New report says it's still unknown why Flight MH370 disappeared

The new report said that the plane was turned back manually.

LONDON -- A new report investigating the March 2014 disappearance of Malaysia Airlines Flight MH370 does not conclude why the aircraft vanished, the lead investigator said on Monday.

The report confirmed that the plane diverted from its path, with lead investigator Kok Soo Chon saying at a presentation that MH370 turned back manually, not under autopilot, but they could not say why.

“We cannot rule out unlawful interference by a third party,” he added.

Kok said the team looked into the pilot and first officer’s background. They were qualified, well-rested and showed no signs of anxiety or stress, he said. The plane did not have a malfunction or defect that could explain the disappearance, he said.

He also addressed allegations made against one of the pilots, who had a flight simulator in his home. In October 2017, a report by the Australian Transport Safety Bureau said that captain Zaharie Ahmad Shah used his home simulator to fly a route that was similar to part of the route flown by MH370. However, the investigators concluded there was nothing suspicious about this information.

They also found no evidence to support a theory that the plane could have been taken over by remote control, said Kok.

The investigation had been described as a "final report," but in his opening remarks Kok said, "This is not a final report."

Malaysia Airline Flight 370 departed Kuala Lumpur International Airport at 12:41 a.m. local time on March 8, 2014 en route to Beijing. At 1:19 a.m. the crew sent a final radio transmission: “Goodnight, Malaysian three seven zero.”

Sometime during the first hour of flight, investigators say, the aircraft's automated data system and the jet's transponder were shut off.
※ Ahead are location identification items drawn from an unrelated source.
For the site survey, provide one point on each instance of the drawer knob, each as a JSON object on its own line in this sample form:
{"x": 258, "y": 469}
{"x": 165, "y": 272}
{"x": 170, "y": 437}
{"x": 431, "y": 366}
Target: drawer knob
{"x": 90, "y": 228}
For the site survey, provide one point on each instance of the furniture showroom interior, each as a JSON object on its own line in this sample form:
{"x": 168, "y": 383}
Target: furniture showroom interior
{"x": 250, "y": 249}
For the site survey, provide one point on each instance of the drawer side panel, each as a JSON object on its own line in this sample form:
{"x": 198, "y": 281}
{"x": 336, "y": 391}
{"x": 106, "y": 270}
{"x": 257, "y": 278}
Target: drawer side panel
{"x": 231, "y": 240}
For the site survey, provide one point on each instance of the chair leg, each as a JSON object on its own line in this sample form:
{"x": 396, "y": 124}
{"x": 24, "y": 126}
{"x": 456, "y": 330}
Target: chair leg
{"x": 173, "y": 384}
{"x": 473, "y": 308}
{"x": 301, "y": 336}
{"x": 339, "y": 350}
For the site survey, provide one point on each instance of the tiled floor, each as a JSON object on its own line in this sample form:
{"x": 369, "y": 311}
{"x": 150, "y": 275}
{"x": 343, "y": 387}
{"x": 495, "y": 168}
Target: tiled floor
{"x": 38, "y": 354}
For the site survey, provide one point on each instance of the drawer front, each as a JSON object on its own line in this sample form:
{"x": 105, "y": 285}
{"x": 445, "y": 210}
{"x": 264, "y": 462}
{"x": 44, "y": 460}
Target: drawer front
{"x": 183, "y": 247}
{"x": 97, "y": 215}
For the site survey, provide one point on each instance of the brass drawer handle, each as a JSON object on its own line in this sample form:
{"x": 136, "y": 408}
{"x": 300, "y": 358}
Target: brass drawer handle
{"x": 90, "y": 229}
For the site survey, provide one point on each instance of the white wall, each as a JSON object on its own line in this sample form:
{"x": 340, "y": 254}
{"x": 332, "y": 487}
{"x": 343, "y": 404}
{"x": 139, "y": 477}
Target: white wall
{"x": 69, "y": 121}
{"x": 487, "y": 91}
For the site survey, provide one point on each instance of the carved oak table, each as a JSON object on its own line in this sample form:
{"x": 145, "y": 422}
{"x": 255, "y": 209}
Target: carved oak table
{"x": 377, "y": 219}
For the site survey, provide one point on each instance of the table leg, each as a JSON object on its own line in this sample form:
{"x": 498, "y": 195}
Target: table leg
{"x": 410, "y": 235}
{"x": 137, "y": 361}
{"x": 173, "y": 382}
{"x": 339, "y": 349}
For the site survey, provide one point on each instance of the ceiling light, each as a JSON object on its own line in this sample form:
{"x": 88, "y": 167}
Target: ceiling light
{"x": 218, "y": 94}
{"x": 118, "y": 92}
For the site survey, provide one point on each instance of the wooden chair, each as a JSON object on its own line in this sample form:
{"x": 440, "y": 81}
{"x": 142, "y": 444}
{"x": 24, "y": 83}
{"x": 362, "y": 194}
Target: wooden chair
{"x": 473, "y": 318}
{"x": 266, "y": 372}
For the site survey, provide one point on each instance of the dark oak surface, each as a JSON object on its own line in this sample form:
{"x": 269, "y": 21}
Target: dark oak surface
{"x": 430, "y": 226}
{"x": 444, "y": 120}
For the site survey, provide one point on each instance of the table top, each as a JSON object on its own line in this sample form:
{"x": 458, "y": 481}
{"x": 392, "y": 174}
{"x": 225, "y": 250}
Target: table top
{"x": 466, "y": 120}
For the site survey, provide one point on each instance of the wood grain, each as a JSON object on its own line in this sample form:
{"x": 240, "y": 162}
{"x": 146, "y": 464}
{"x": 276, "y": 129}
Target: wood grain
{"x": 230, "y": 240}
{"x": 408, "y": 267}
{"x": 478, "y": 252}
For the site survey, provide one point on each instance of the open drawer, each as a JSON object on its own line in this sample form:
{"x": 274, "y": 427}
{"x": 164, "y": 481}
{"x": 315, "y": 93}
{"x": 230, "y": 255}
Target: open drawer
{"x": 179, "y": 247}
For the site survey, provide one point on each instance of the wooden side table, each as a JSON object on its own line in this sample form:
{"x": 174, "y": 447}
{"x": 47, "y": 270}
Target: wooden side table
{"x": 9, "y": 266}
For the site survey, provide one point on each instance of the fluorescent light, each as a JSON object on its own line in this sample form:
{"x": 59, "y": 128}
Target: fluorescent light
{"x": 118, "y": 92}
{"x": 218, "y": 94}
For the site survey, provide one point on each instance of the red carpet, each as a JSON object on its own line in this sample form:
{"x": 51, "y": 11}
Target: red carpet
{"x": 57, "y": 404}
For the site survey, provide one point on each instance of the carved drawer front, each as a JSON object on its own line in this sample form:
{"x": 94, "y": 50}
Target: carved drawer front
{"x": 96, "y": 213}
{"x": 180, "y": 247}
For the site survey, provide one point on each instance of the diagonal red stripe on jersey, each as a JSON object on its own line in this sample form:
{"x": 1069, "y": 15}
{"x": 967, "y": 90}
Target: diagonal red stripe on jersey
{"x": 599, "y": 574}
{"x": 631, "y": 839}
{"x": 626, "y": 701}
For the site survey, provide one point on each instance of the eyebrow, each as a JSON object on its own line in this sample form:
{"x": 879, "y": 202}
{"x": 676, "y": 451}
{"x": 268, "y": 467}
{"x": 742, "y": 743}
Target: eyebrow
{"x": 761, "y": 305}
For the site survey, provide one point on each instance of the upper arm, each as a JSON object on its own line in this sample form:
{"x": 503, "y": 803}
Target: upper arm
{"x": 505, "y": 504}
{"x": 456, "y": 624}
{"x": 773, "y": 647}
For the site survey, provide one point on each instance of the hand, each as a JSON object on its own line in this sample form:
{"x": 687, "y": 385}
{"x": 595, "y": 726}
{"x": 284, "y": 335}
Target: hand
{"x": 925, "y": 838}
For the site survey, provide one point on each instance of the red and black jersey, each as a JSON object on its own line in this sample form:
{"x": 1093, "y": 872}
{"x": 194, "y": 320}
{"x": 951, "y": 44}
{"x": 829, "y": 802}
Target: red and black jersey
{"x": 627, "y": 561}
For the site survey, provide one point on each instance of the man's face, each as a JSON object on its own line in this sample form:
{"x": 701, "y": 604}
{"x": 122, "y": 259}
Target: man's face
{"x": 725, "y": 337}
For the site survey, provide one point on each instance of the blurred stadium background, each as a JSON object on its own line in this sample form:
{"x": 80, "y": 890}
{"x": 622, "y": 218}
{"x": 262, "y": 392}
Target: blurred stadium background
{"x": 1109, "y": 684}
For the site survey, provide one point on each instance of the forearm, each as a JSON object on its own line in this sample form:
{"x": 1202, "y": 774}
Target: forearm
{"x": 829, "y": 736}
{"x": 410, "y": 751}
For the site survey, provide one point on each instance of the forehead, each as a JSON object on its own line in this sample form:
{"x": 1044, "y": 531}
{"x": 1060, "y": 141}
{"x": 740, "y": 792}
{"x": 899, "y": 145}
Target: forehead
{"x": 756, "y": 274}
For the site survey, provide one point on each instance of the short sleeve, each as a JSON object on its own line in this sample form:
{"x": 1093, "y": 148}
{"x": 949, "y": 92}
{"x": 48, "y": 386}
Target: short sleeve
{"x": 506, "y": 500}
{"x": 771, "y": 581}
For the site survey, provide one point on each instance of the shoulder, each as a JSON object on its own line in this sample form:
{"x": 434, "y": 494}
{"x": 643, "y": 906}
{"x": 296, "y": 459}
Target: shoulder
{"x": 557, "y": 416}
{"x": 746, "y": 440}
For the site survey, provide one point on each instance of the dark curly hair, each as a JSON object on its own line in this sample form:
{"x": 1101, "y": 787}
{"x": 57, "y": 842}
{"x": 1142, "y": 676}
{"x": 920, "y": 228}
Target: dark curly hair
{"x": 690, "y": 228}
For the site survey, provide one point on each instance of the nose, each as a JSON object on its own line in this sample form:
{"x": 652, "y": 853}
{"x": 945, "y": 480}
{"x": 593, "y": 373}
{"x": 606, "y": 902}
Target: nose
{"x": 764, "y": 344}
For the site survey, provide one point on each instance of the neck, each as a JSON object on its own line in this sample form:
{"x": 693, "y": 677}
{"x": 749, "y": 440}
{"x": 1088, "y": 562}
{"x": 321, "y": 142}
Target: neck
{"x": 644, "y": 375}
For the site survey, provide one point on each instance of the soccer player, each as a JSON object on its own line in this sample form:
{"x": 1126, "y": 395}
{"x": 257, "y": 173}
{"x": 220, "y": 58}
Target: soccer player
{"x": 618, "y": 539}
Those two separate actions, which killed the aircraft's ability to send location data to those on the ground, suggest that someone was alive and conscious inside the cockpit at the time.

Frantic days followed the plane’s disappearance with searches in the South China Sea, but eventually the focus turned to a 120,000-square-mile swath of the Indian Ocean after analysis of radar, debris and ocean currents indicated the plane flew in a southern direction into the Indian Ocean and ended in an area investigators call the seventh arc, west of Australia.

All that has ever been found of the doomed jet were a few small pieces of debris that washed up in eastern Africa, including a flaperon that washed up on Reunion Island in June 2015.

U.S. company Ocean Infinity later took over the search, but in May the search ended with no significant findings.